In adults, this fracture occurs with an incidence of 2.7% to 6.8% of all forearm fractures [8, 18]. In children, reports regarding the incidence of this type of injury differ substantively from 0.3% to 2.8% [17, 19]. The peak incidence occurs between the ages of 9 and 13 years [19]. Galeazzi lesions frequently are underdiagnosed. In the only reported series of pediatric patients with this type of fracture, 41% of Galeazzi lesions were unrecognized [19]. However, there is lack of additional information in the recent literature about the rate of undiagnosed Galeazzi lesions in children.

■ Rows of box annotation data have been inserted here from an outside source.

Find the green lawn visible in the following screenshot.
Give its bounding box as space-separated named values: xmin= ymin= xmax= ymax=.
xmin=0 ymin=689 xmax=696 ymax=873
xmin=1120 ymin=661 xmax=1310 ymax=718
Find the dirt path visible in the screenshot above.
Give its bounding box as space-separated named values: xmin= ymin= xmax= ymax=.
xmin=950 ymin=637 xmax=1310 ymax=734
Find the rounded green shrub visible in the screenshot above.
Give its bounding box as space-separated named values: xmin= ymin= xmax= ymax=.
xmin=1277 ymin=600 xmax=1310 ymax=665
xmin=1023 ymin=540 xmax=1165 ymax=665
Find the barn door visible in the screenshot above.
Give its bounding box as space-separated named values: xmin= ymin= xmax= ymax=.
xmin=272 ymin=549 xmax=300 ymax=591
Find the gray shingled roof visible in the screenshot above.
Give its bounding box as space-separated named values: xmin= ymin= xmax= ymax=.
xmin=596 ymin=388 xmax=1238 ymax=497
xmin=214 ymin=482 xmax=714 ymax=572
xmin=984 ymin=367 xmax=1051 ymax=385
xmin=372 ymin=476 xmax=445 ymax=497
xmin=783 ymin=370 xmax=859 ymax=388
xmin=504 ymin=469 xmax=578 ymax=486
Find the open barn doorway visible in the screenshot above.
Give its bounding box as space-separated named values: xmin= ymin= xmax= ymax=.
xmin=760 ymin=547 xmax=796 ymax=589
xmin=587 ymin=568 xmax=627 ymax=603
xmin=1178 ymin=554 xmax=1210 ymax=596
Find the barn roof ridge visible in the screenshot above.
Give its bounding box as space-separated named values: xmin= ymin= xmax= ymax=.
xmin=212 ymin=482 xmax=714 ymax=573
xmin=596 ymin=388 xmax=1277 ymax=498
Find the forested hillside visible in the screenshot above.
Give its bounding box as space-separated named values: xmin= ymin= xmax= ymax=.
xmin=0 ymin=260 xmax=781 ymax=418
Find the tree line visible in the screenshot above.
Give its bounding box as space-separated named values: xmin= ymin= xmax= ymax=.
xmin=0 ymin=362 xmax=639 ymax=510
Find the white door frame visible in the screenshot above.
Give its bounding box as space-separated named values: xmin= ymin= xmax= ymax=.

Standard treatment in adults consists of operative intervention with plate fixation and in some cases temporary transfixation of the DRUJ using Kirschner wires [2, 5, 9]. In the pediatric population, good results after closed reduction and casting have been reported [10, 19]. The gold standard of conservative treatment in children is above-elbow casting in supination [15]. Conservative treatment of Galeazzi fractures has been shown to lead to unsatisfactory results of as much as 92% in adults. In contrast, the final results of conservative treatment are generally good in children [19]. The only published report focusing on Galeazzi fractures in children shows the outcome in children treated with a below-elbow cast is worse compared with the group treated with above-elbow casting [19]. Additionally, there is lack of information regarding how the initial misdiagnosis of a Galeazzi lesion influences treatment and outcome in the pediatric population.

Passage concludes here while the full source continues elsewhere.